While governments talk, patients face endless waits and health workers are burning out
Bruske: A year after historic new health care agreements, a triple-demic and slow government action, means Canada’s health care system is still failing our children, seniors and all seriously ill patients.
OTTAWA – A triple-demic of flu, RSV and COVID has left patients facing some of the worst wait times ever for emergency care, while health workers experience appalling working conditions. Time is running out to address this crisis, warned President of the Canadians Labour Congress Bea Bruske.
“We’ve seen too many health care horror stories.

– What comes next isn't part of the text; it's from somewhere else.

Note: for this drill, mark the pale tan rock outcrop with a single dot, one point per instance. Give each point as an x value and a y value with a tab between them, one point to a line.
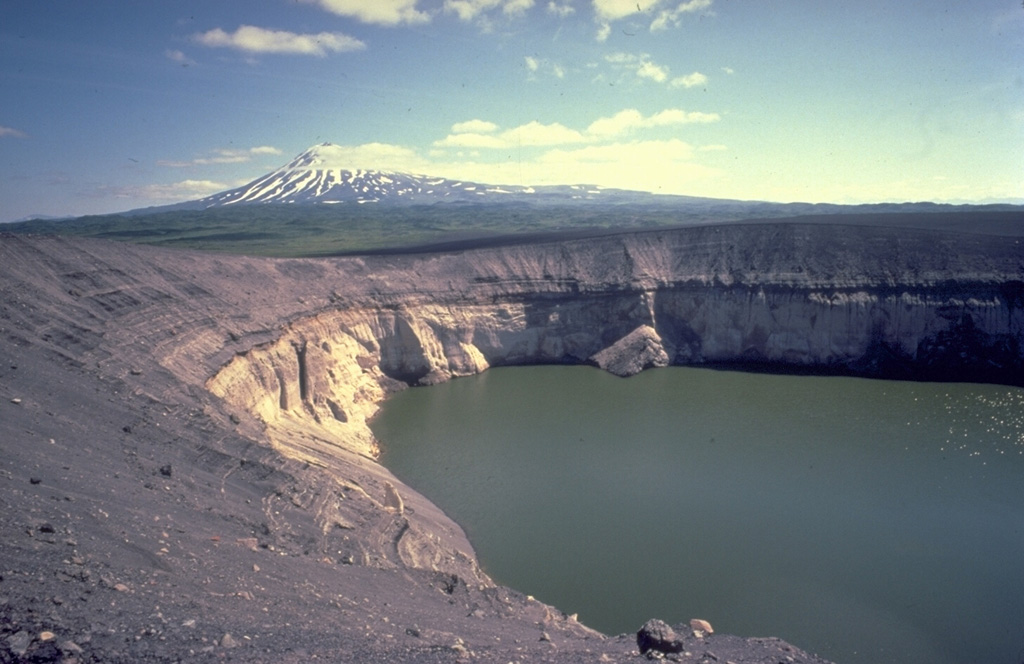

A sick newborn waiting over eight hours to be admitted, a senior more than 12 hours to be seen by an ER doctor. A year after historic health agreements, patients still aren’t getting the timely care they deserve while health workers continue to face unsafe working conditions and growing burnout,” cautioned Bruske. “Without concrete action to repair it, we’ll see another year of Canada’s health care system failing our children, seniors, and seriously ill patients of all kinds.”
Led by B.C., only four provinces have signed new bilateral deals. With a March 31st deadline fast approaching so new investments can flow this year, Bruske cautioned that governments must act quickly to get deals done so provinces can implement effective new measures.
“Canadians are looking for real relief, which means new bilateral deals must also include strict conditions that cap wasteful spending on private agencies and dramatically increase the number of permanent nursing positions,” added Bruske. “A photo-op has never cured anyone. Workers and families are looking to the federal government to defend patient care and protect our public health care from provinces trying to use the crisis to line the pockets of private investors with wasteful health care privatization.”
Bruske urged governments and parties to come together behind solutions backed by new investments to address this national crisis.
“The NDP–Liberal Supply and Confidence Agreement brought us a new dental care program, which will alleviate pressure on emergency rooms. This is the kind of innovative progress Canadians are looking for, yet Poilievre’s Conservatives voted against dental care for low-income kids and seniors,” concluded Bruske. “The last time Pierre Poilievre and the Conservatives were in power, they unilaterally cut billions from provincial health care funding. They dug a big hole for our health care system and more Conservative cuts now would put Canada’s universal public health care at risk.”
The Canadian Labour Congress is the largest labour organization in Canada, bringing together dozens of national and international unions, provincial and territorial federations of labour and community-based labour councils to represent more than 3 million workers across the country.